PANAAD STADIUM -Bacolod, Philippine
フィリピン・バコロドは、サッカーが盛んではない。現地の人に話を聞くと、フィリピンでスポーツといえばバスケットボールが一番に挙げられ、ボクシングやバレーボールが後に続く。レストランではNBAの映像が流れ、少年が楽しそうにストリートでプレーするのは、決まってバスケットボールである。現地の人にサッカーの話をすると「90分長いよ」と決まっていうけれど、全然わかってないと声を大にして言いたくなる。というか、言う。
そんな街で唯一サッカーを感じることができるのが、ここPanaad Stadiumだ。
フィリピンの交通手段であるジプニーを乗り継ぎ、隣に座るおじさんの何語だがわからない話を聞きながら、僕はPanaad Stadiumに辿り着いた。おじさんは、なぜそんな場所に行くのかを尋ね、そしてそこには何もないということを教えてくれようとしていたのかもしれない。おじさん、僕は今着くのかどうかもわからない乗り物に乗っているんだから、そんな余裕はないんだ。
収容人数15,500人の小さなスタジアムは、大きな公園の中にある。その存在感の薄さは、まるで住む人がいなくなった古民家のようだ。普段は現地人の憩いの場になっていて、ごく稀にサッカーの試合が行われたり、お祭りが行われたりするというのは、現地の人から聞いた話だ。こんなところで試合なんて出来るの?と疑いそうになるが、ついこの前はACLの国際試合が行われ、かつてはU-16日本代表もここで試合をしている。らしい。
スタジアムの中といえば、それはまさに公園だった。スタンドのある、公園。サッカーのスタジアムであるということは、おそらく誰も思っていない。自由に入ることができるスタンドとピッチには、タンクトップを着たおじさん、ギターを弾く青年、音楽を聞きながら話すカップル、そして友達と写真を撮り合う女の子がいた。見るからに日本人である僕は、ここにいる間中、物珍しそうにジロジロ見られ続けることになる。
ピッチの周りには白いロープが張られ、中に入ることはきっと許されていないのだけれど、おしゃれな写真をあげることに命をかけている今時女子に、白いロープは見えていない。
スタジアムの外では、少年少女たちがそれは見事にサッカー以外のスポーツを楽しんでいた。
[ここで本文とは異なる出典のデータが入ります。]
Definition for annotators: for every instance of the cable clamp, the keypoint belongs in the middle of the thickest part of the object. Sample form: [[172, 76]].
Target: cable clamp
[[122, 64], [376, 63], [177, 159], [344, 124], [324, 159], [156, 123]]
バスケットボール、ダンス、スケートボード、自転車…。インテルのユニフォームを身にまとい、唯一サッカーを感じさせたこの少年は「インテル好きなの?」と聞いた僕に対して微笑みをくれたけど、あの感じ、多分インテル知らないんだろうな。
Panaad Stadiumはサッカーが盛んじゃないこの街を、象徴しているような場所だった。いつかまた、今度は試合があるときに、ここに来たいと思う。この街にも、サッカーの面白さがわかる時はくるのだろうか。来てほしいと願う。そしたらこのスタジアムも、ちょっとは報われるんじゃないだろうか。
帰り道、どのジプニーに乗ったらいいかわからない僕を優しく案内してくれたおっちゃんと、「ダウンタウン行く?」って聞いたら満面の笑みで「ダウンタウン!」と返してくれた運転手のおかげで、僕は無事、帰ることができた。行くかどうか聞いたんだけど。
なんだか懐かしいような感覚をくれて、静かでゆっくりとした時間を過ごさせてもらったから、帰りのジプニーで一緒に乗り合わせた子供たちに「アンニョーン!」ってからかわれたことは、許そうと思う。もう何人とか、どうでもいいや。